I finally wrote a blog post after telling myself I would for 10 years.. and it wasn't until I made a workflow that reduced the friction of publishing to a single click. My past attempts used git to track content but it was just hasslesome enough that I never used it.
Now, I use Notion to write my content and publish it with a Gatsby app deployed on Cloudflare Pages. My favorite part about this setup is that my editor of choice, Notion, also doubles as my Content Management System so writing or editing automatically saves my changes with the source of truth. Publishing changes is just a matter of running the deploy script to grab the latest content from Notion and generate the static web pages.
The key steps in this process are...
- Writing posts in Notion
- Downloading Notion posts as Markdown
- Transforming Markdown into HTML with Gatsby
- Deploying Gatsby on Cloudflare Pages
Steps 2~4 are run automatically after clicking deploy in the Cloudflare Pages web console.
Writing posts in Notion
My posts are organized as rows in a Notion table with a few properties.
- Name - Title of the post as well as a link to the content page
- Published - Marked as true to generate an HTML page on next deployment. Post is invisible otherwise.
- Slug - URL path
- Publish Date - Publish date
All of these fields were defined by me and don't have any special meaning from Notion's perspective so I can add modify the schema however I wish provided that I update my build script to handle the new behavior.
Downloading Notion posts as Markdown
The next step is to grab the data from Notion using the unofficial notion-py API. I based my script off of this one which downloads Notion pages as Markdown.
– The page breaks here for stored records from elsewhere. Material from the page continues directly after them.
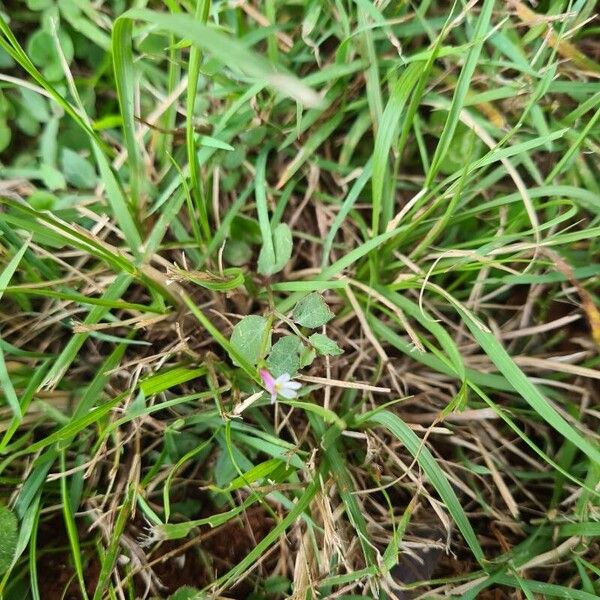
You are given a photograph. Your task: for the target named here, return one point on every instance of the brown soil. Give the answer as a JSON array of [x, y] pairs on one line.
[[221, 549]]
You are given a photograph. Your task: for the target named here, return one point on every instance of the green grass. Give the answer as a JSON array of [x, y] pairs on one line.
[[422, 179]]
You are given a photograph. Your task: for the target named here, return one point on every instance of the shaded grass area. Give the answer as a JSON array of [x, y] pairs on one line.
[[414, 185]]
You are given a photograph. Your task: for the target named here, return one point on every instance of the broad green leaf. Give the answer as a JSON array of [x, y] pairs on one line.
[[77, 170], [251, 337], [325, 345], [8, 538], [285, 356], [312, 311], [307, 357]]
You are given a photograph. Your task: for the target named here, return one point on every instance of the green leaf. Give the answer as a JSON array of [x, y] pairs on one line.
[[39, 4], [431, 468], [285, 356], [273, 258], [77, 170], [187, 593], [5, 135], [312, 311], [8, 538], [307, 357], [325, 345], [250, 337], [53, 179]]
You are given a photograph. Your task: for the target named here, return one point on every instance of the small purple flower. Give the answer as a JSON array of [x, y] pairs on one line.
[[282, 385]]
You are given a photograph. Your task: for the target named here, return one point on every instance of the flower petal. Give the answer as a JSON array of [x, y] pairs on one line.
[[286, 392], [293, 385]]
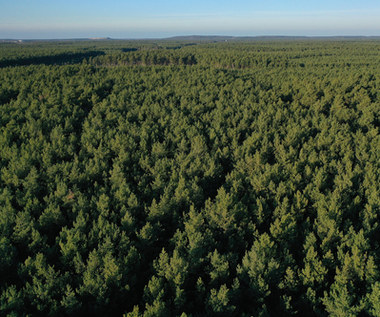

The markdown formatting code is mostly the same but I added some code to handle the table format which I described above.
Another interesting bit I had to add was some image processing to reorient the image if its JPEG EXIF metadata indicates that it's not in the standard orientation. The reorientation fixes a tricky bug where portrait images uploaded from my phone would be rendered by Gatsby with the wrong aspect ratio. Turns out that one of the downstream libraries doesn't check for the orientation field so it mixes up the width and height of an image when calculating its display size.
Transforming Markdown into HTML with Gatsby
Gatsby is a React-based front end framework for building websites. When I chose it, I was looking for a static site generator so I was comparing it to options like Hugo and Jekyll. It looks like Gatsby has grown into a much more powerful tool but static site generation is still my primary use case for it.
It's commonly paired with gatsby-remark-images to process images in markdown but I actually use a less popular fork of it called gatsby-remark-images-custom-widths. As far as I can tell, gatsby-remark-images only supports a single
maxWidth property for all images so I was unable to specify different widths for each of my images. Another user ran into the same issue and made the fork that I'm now using.. thanks!
Another approach would be to reprocess the image into the target width when I run the notion downloading script. This has the additional benefit of reducing the image file size, use less bandwidth, and reduce load time.
Deploying Gatsby on Cloudflare Pages
Incredibly, I'm able to build and host my website for free using Cloudflare Pages. I was originally using Netlify (also great) but I switched over because Cloudflare Pages supports free server side analytics whereas Netlify charges $9/month. The free server side web analytics are pretty bare bones but that's fine for me since I just want a rough measure of traffic and be able to tell which posts are the most popular. The alternative was to use Google Analytics but I wanted to avoid adding a client side tracker*.
Cloudflare Pages (and Netlify) supports build scripts so I'm able to run the notion downloading script as part of the deployment and fetch the latest content with every build. The python requirements for the script are specified with a Pipenv file in the root folder.
Another benefit of using Cloudflare is that it handles HTTPS encryption for me. All I had to do was point my domain's name servers to it.
*I noticed that Cloudflare added a beacon tracker to my site but I think it can be removed given that their analytics works without it. Looks like there's some recent discussion on it.
I like this setup because...
- Notion is my favorite editor and is now also the source of truth for content.
- Notion is available on all of my devices.
- Updating content is as simple as making edits and clicking deploy.
- Everything is free aside from the domain name which I purchased on Namecheap.